De la algarabía juvenil de la Junta Coordinadora Nacional, capaz de soñar que los lineamientos de “La contradicción fundamental”, su documento ideológico fundacional de los ‘60, eran aplicables a la nueva administración, al posibilismo fiscalista que comenzó a impregnar toda la gestión y endureció las facciones del presidente y aumentó el tamaño de sus ojeras.
Un año después, en medio de un alza del conflicto social, los silbidos eran la banda de sonido cotidiana de un gobierno, además de errático en sus decisiones, jaqueado por las corporaciones del país y del extranjero. Pero todavía faltaba una instancia dramática, que volvería irremontable la estrategia oficial de pelear con Ronald Reagan en la Casa Blanca, con la Sociedad Rural y Clarin y, en simultáneo, querer aplicar un ajuste impopular para evitar otro Rodrigazo.
En estos días se cumplieron 35 años del levantamiento carapintada que comandó Aldo Rico, y concluyó con el tristemente célebre “la casa está en orden” frente a una Plaza de Mayo colmada, preludio a las leyes de impunidad que forzaron los sublevados con su asonada. Ese episodio -con sus secuelas ulteriores, entre ellas, las leyes de Obediencia Debida y Punto Final- marcó un quiebre por mucho tiempo irreversible. Como toda “pascua” o “pésaj” fue un pasaje, el de la ilusión a la frustración democrática.
Cinco meses después, el peronismo ganaba las elecciones en la provincia de Buenos Aires, la mitad del país, victoria cafierista que preparó el terreno para la llegada de un caudillo popular, riojano como el Chacho Peñaloza y que hablaba de “revolución” y “salariazo” y en contra del FMI. ¿Hace falta recordar que Carlos Menem traicionó todas sus promesas y se convirtió en garante del ajuste, del remate del patrimonio nacional y de la impunidad para los genocidas?
Si Alfonsín fue el pasaje de la esperanza a la frustración, Menem fue el triunfo con votos del cinismo. No el de 1989, sino el de 1995.
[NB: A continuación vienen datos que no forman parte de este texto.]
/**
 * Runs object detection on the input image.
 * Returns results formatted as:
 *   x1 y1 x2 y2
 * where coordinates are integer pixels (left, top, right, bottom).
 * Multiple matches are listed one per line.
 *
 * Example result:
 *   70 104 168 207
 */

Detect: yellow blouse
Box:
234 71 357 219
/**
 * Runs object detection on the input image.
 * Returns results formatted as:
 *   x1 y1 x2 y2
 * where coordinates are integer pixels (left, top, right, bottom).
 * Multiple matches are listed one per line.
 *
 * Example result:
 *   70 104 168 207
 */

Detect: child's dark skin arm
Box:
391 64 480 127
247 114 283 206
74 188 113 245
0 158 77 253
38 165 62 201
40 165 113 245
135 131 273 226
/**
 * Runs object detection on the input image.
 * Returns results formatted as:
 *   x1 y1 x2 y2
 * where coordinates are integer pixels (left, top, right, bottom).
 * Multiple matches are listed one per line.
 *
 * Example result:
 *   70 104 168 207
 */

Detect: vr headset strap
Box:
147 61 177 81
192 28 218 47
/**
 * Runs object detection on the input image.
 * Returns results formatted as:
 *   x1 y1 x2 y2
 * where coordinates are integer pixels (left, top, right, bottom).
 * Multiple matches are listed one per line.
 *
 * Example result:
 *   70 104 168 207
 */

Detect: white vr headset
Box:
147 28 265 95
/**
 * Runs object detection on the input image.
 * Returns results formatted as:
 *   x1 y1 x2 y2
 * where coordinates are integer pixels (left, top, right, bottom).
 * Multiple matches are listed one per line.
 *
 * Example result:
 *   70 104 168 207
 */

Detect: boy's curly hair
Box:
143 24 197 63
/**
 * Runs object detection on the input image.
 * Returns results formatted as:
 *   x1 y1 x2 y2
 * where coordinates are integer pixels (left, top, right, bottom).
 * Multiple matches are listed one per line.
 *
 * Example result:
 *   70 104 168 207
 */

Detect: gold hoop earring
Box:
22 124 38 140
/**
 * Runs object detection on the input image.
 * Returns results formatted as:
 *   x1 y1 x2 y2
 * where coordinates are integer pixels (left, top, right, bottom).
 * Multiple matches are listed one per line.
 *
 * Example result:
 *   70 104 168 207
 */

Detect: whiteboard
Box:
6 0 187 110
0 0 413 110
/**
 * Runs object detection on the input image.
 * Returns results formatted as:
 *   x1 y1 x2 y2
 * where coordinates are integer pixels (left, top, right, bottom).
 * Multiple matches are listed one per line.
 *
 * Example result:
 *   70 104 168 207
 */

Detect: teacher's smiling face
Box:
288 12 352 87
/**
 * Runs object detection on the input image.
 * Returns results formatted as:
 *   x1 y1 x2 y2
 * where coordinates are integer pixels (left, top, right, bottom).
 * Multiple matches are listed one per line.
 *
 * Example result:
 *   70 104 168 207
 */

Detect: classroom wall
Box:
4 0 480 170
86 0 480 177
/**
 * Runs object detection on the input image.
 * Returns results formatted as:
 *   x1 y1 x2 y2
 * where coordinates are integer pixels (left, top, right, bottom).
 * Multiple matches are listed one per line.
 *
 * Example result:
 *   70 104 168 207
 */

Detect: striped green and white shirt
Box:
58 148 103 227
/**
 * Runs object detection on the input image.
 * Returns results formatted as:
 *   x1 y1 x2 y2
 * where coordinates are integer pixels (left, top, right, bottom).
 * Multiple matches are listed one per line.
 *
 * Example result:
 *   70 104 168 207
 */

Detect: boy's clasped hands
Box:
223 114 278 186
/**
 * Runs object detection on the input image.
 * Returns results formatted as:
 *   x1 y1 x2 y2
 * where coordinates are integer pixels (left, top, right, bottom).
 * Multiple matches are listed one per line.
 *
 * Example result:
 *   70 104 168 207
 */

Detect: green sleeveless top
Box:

Tal vez, el regalo de CFK a Alberto no hable del FMI, ni del ajuste de Martín Guzmán comparándolo con el plan de Sourrouille, ni de la economía de guerra de hace tres décadas y de la guerra a los precios de ahora; ni quiera abonar ninguna metonimia ramplona entre la figura Alfonsín y el actual presidente con su gesto. Eso es lo más probable porque ella es más inteligente que sus habituales exégetas.
Tal vez, haya querido hablarle sin hablar, simplemente, del papel que cumple la ilusión en la vida política, y punto. Como siempre, seguido; porque esta es una historia sin punto final.